Research

The Yu Emotion Science Lab (YES Lab) seeks to understand the relationship between emotion and morality. As the relationship is bidirectional, our research branches in two broad directions: how emotions are generated and how they are evaluated. To understand the generation process, we study neurocognitive mechanisms that transform features of social events into emotions. For the evaluation process, we investigate how perceivers integrate emotions that an agent displays (or fails to do so) into their judgment of the agent’s behaviors and their impressions of the agent’s moral character.

How are emotions generated?

Emotions, especially social and moral emotions, are cognitively more sophisticated than they are often thought to be. A prominent theoretical framework, the appraisal theory of emotion, posits that emotions are generated by a series of cognitive processes where features of the emotion-eliciting event and its bearing on one’s survival are extracted and integrated. We develop interactive tasks to quantitively manipulate these features (e.g., intentionality, agency, expectancy) to examine how they are represented and integrated neurally, and contribute to emotions people experience. For example, using sophisticated brain network analysis we have shown how the antecedents of gratitude are represented and integrated in the brain to give rise to gratitude.

How are emotions integrated in moral evaluation?

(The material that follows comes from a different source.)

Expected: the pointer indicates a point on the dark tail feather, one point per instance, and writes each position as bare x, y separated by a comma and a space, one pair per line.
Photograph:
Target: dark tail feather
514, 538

Experiencing emotions of the right kind, to the right extent, and in the right circumstances is an integral part of being virtuous, both in virtue ethics and in everyday moral discourse. How we morally judge an agent’s action depends on the emotion(s) accompanying the action (e.g., “Bob visits his sick partner at hospital without feeling sadness or compassion.”). Current projects combining virtue ethics of emotion and computational models of impression aim to understand the neurocognitive processes through which emotions (or their absence) are integrated in person-perception and moral inference. Emotions can also be integrated prospectively in the deliberation of our own future behaviors, thereby weighing in the choices we would make. This may have non-trivial real-life consequences to ourselves and people around us. For example, in Maupassant’s story The Necklace, Mathilde would have acknowledged that she lost the necklace and immediately learnt that it was only a fake one, had she not tried to avoid shame and embarrassment. But because she cares so much about her public appearance, she sells everything she owns to buy a much more expensive real diamond necklace for the owner, and has lived miserably in debt since then. In the YES Lab, we seek to understand how people make decisions, sometimes costly, to avoid certain emotions.

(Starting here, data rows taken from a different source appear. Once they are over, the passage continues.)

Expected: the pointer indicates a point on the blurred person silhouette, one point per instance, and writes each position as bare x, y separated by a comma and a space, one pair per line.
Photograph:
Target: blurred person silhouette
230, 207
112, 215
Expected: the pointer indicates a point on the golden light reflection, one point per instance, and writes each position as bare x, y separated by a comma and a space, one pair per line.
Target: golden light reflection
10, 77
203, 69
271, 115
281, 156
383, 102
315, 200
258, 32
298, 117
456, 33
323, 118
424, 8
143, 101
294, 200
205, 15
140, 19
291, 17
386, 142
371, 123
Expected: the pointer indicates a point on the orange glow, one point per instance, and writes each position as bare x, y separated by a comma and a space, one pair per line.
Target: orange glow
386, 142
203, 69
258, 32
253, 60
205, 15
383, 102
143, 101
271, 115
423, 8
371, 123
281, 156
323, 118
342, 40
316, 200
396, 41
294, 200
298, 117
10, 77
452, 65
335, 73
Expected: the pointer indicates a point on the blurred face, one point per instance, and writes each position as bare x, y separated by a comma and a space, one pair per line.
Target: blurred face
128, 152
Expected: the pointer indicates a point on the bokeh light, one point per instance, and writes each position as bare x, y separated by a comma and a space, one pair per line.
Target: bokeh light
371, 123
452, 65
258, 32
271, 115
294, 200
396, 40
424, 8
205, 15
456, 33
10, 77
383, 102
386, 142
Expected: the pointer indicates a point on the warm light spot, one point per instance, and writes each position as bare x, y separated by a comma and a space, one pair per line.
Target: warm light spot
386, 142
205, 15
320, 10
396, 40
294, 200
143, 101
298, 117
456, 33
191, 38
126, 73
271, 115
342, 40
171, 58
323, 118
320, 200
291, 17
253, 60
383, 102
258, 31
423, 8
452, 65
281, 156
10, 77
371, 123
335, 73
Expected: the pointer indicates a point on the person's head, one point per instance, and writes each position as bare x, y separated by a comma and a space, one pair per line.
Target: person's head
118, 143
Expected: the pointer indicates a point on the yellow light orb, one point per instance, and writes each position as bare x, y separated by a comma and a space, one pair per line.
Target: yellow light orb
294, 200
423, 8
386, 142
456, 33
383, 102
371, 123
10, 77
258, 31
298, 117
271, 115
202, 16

Emotion and morality across cultures and times

How do we know whether an American and a German feel the same way when one claims to feel ‘guilty’ whereas the other claims to feel ‘schuldig’? Perhaps the subjective experience is obscure to observers, however we can track and analyze the events that lead to the agent’s using a given emotional term to express themselves. By applying machine learning algorithms to large-scale corpus data (e.g., online social network, digital libraries), we can capture the evolution of meanings, attitudes, and values across historical periods and cultures. Combining historical materials and neuroimaging, we are also able to identify brain-based signatures of psychological constructs (e.g., sense of justice), and to examine its generalizability across times and space.